Characterisation of benzimidazole binding with recombinant tubulin from Giardia duodenalis, Encephalitozoon intestinalis, and Cryptosporidium parvum.

The binding kinetics of several benzimidazole compounds were determined with recombinant tubulin from benzimidazole-sensitive and -insensitive organisms. This study utilised the naturally occurring high efficacy of the benzimidazoles for the parasitic protozoa Giardia duodenalis and Encephalitozoon intestinalis, and low efficacy with Cryptosporidium parvum. Direct kinetic analysis of the benzimidazole-beta-tubulin interaction was performed using a fluorescence-based quenching method to determine the apparent association (k(on)) and dissociation (k(off)) rate constants from which the affinity constant (K(a)) was calculated. The binding kinetics were determined with recombinant alpha- and beta-tubulin from the parasitic protozoa with several benzimidazole R(2)-carbamate analogues. The affinity constant for the binding of several benzimidazoles with beta-tubulin from benzimidazole-sensitive protozoa was found to be significantly greater than binding to beta-tubulin from benzimidazole-insensitive protozoa.

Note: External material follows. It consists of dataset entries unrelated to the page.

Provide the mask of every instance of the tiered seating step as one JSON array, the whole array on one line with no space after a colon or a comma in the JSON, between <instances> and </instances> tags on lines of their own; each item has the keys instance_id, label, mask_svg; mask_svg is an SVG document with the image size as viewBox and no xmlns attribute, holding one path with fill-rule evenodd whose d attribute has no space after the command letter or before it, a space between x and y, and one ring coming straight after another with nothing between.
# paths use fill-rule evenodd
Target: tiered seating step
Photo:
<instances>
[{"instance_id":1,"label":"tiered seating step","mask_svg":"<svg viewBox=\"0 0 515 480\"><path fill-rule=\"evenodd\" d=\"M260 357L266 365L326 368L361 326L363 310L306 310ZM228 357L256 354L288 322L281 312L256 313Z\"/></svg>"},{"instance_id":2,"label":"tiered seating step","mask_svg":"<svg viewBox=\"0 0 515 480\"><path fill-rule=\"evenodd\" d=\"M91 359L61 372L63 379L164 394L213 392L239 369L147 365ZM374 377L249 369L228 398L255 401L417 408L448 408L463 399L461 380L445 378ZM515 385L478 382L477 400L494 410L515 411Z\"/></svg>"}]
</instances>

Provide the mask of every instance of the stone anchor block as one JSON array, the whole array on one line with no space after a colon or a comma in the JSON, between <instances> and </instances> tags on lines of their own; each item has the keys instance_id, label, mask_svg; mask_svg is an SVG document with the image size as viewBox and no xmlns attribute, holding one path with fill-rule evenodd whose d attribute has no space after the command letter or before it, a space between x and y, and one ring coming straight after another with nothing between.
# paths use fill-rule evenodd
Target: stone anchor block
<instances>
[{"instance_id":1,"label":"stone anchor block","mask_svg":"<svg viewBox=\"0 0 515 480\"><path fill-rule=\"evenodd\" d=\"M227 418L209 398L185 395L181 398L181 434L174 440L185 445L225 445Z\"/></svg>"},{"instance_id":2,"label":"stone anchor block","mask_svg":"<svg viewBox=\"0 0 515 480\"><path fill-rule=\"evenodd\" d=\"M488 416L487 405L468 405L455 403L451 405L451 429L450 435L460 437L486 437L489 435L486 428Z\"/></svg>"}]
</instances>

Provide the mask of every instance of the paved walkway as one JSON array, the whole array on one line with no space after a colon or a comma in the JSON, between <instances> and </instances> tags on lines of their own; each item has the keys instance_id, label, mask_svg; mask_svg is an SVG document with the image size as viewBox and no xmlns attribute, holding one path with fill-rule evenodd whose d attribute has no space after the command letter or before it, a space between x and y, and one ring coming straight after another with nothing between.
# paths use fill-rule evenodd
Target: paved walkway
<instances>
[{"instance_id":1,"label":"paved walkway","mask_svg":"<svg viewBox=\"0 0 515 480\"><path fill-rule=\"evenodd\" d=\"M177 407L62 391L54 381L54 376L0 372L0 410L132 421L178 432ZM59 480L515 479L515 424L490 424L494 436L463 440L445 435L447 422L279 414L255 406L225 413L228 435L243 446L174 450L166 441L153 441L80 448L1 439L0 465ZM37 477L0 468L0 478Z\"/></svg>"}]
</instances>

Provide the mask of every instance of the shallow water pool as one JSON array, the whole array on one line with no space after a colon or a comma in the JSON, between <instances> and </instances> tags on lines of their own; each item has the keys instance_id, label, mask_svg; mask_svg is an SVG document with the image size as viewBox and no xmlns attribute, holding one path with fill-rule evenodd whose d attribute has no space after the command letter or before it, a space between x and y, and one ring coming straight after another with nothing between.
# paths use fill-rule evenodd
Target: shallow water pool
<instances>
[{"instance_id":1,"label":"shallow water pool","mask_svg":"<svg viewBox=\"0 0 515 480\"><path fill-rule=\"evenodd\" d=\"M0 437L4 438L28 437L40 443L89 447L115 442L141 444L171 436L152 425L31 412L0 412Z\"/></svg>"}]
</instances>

Additionally, the high affinity of several benzimidazole derivatives (albendazole, fenbendazole, mebendazole) for monomeric beta-tubulin and heterodimeric alphabeta-tubulin from benzimidazole-sensitive protozoa was also clearly demonstrated. The affinity constants determined with beta-tubulin from G. duodenalis and E. intestinalis also supported the observed in vitro efficacy of these compounds. The binding characteristics of the benzimidazoles with the highest in vitro efficacy (albendazole, fenbendazole, mebendazole) was reflected in their high association and slow dissociation rates with the beta-tubulin monomer or dimer from benzimidazole-sensitive protozoa compared with insensitive ones. Benzimidazole-bound alphabeta-tubulin heterodimers also had a significantly lower rate of microtubule assembly compared with benzimidazole-free alphabeta-heterodimers. The incorporation of benzimidazole-bound alphabeta-heterodimers into assembling microtubules was shown to arrest polymerisation in vitro although the addition of benzimidazole compounds to assembled microtubules did not result in depolymerisation. These findings indicate that a benzimidazole-beta-tubulin cap may be formed at the growing end of the microtubule and this cap prevents elongation of the microtubule.